JAKARTA, Berita HUKUM - Mahkamah Konstitusi (MK) kembali menggelar sidang Pengujian Undang-Undang MK yang dimohonkan oleh Herdaru Manfa Luthfie dan Fajar Kurniawan, Selasa (22/10). Pada sidang kali ini dengan diwakili Pradnanda Berbudi selaku kuasa hukumnya, Pemohon menyampaikan telah melakukan beberapa perbaikan dan perubahan dalam permohonan mereka.
Pradnanda dihadapan panel hakim yang diketuai Hakim Konstitusi Harjono menyampaikan bahwa Pemohon pada permohonannya yang sudah memperbaiki dengan menambahkan norma yang diajukan untuk diuji. Bila sebelumnya Pemohon hanya menguji Pasal 18 ayat (1) dan (2) serta Pasal 20 ayat (1) dalam Undang-Undang Mahkamah Konstitusi, setalah perbaikan Pemohon menambahkan Peraturan Pemerintah Pengganti Undang-undang (Perppu) Nomor 1 tahun 2013 tentang Perubahan Kedua Atas UU Nomor 24 Tahun 2003 tentang Mahkamah Konstitusi untuk diuji. Selain itu, pada perbaikan permohonannya, Pemohon juga menghilangkan permohonan pengujian terhadap Pasal 18 UU MK.

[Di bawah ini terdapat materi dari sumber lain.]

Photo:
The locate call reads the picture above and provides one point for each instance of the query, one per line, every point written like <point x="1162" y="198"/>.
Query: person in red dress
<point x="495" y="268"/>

“Jadi yang kami sekarang (uji) adalah Pasal 19 Undang-Undang MK, Pasal 20 ayat (1), (2), dan (3) Perpu 1 Tahun 2013,” ujar Pradnanda.
Lebih lanjut Pradnanda menjelaskan bahwa Pemohon tidak menyatakan sikap setuju atau sikap ketidaksetujuan terhadap Perpu No. 1 Tahun 2013 melainkan mempermasalahkan ketentuan tentang rekrutmen hakim konstitusi. Menurut Pradnanda, Pasal 20 ayat (1) dan (2) UU MK bertentangan dengan Pasal 24C ayat 6 UUD 1945. Pasalnya, dalam Pasal 20 ayat (1) dan (2) dinyatakan pengangkatan dan pencalonan hakim konstitusi diatur dalam peraturan internal sedangkan Pasal 24C ayat (6) UUD 1945 secara tegas menyebutkan bahwa pengangkatan dan pemberhentian hakim konstitusi terkait hukum acara serta ketentuan lainnya tentang Mahkamah Konstitusi harus diatur dengan undang-undang. “Artinya, semua harus selesai dengan undang-undang, Majelis. Walaupun kami sadar bahwa Undang-Undang No. 12 Tahun 2011 tentang Pembentukan Peraturan Perundang-Undangan mengamanatkan adanya peraturan-peraturan internal, tetapi Konstitusi jelas menyebut untuk diatur dengan undang-undang,” jelas Pradnanda.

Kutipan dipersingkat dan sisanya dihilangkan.